The following insightful article was written by Eliezer Yudkowsky and originally posted on his Facebook page.
(Note from the author about this post: Written after AlphaGo’s Game 2 win, posted as it was winning Game 3, and at least partially invalidated by the way AlphaGo lost Game 4. We may not know for several years what truly superhuman Go play against a human 9-pro looks like; and in particular, whether truly superhuman play shares the AlphaGo feature focused on here, of seeming to play games that look even to human players but that the machine player wins in the end. Some of the other points made do definitely go through for computer chess, in which unambiguously superhuman and non-buggy play has been around for years.
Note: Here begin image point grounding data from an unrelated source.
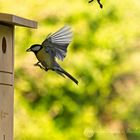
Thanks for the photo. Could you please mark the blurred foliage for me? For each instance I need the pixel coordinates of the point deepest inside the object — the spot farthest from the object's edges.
(104, 56)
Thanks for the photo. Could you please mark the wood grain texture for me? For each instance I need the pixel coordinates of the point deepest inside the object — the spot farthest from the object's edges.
(6, 112)
(6, 59)
(16, 20)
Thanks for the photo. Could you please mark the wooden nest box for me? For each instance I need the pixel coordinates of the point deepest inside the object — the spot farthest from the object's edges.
(7, 24)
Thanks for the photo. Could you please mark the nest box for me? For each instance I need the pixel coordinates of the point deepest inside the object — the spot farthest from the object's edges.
(7, 24)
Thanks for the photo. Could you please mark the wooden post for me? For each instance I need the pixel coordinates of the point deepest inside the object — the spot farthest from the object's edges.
(7, 24)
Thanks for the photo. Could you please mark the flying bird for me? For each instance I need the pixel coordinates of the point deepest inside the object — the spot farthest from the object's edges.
(54, 46)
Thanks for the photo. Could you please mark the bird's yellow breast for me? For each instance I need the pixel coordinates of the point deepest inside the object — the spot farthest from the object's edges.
(45, 58)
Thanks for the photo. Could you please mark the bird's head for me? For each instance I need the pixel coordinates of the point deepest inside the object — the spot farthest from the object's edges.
(34, 48)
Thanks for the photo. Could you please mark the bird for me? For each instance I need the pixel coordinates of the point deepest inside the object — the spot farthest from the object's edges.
(54, 46)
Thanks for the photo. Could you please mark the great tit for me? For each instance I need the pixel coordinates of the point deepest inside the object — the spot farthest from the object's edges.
(54, 46)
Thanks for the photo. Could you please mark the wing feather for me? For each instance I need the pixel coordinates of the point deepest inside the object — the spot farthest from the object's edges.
(58, 42)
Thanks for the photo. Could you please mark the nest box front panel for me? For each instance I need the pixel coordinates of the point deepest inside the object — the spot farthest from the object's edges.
(6, 46)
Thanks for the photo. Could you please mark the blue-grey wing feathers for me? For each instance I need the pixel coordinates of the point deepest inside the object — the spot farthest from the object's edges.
(58, 42)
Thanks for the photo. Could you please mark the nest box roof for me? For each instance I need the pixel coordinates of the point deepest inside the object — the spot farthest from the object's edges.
(16, 20)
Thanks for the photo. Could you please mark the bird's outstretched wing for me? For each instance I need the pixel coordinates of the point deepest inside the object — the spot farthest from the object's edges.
(56, 44)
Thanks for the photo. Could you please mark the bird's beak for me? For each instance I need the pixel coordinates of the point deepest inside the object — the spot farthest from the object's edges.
(28, 50)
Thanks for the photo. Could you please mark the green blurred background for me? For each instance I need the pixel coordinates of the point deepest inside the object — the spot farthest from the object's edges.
(104, 56)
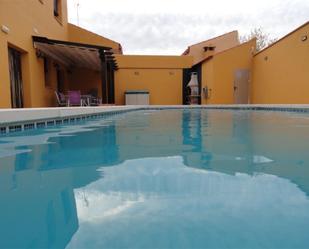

Nonetheless, take with a grain of salt – I and a number of other people were surprised by AlphaGo’s loss in Game 4, and we don’t know as yet exactly how it happened and to what extent it’s a fundamental flaw versus a surface bug. What we might call the Kasparov Window – machine play that’s partially superhuman but still flawed enough for a human learner to understand, exploit, and sometimes defeat – may be generally wider than I thought.)
As I post this, AlphaGo seems almost sure to win the third game and the match.
At this point it seems likely that Sedol is actually far outclassed by a superhuman player. The suspicion is that since AlphaGo plays purely for probability of long-term victory rather than playing for points, the fight against Sedol generates boards that can falsely appear to a human to be balanced even as Sedol’s probability of victory diminishes. The 8p and 9p pros who analyzed games 1 and 2 and thought the flow of a seemingly Sedol-favoring game ‘eventually’ shifted to AlphaGo later, may simply have failed to read the board’s true state. The reality may be a slow, steady diminishment of Sedol’s win probability as the game goes on and Sedol makes subtly imperfect moves that humans think result in even-looking boards. (E.g., this analysis.)
For all we know from what we’ve seen, AlphaGo could win even if Sedol were allowed a one-stone handicap. But AlphaGo’s strength isn’t visible to us – because human pros don’t understand the meaning of AlphaGo’s moves; and because AlphaGo doesn’t care how many points it wins by, it just wants to be utterly certain of winning by at least 0.5 points.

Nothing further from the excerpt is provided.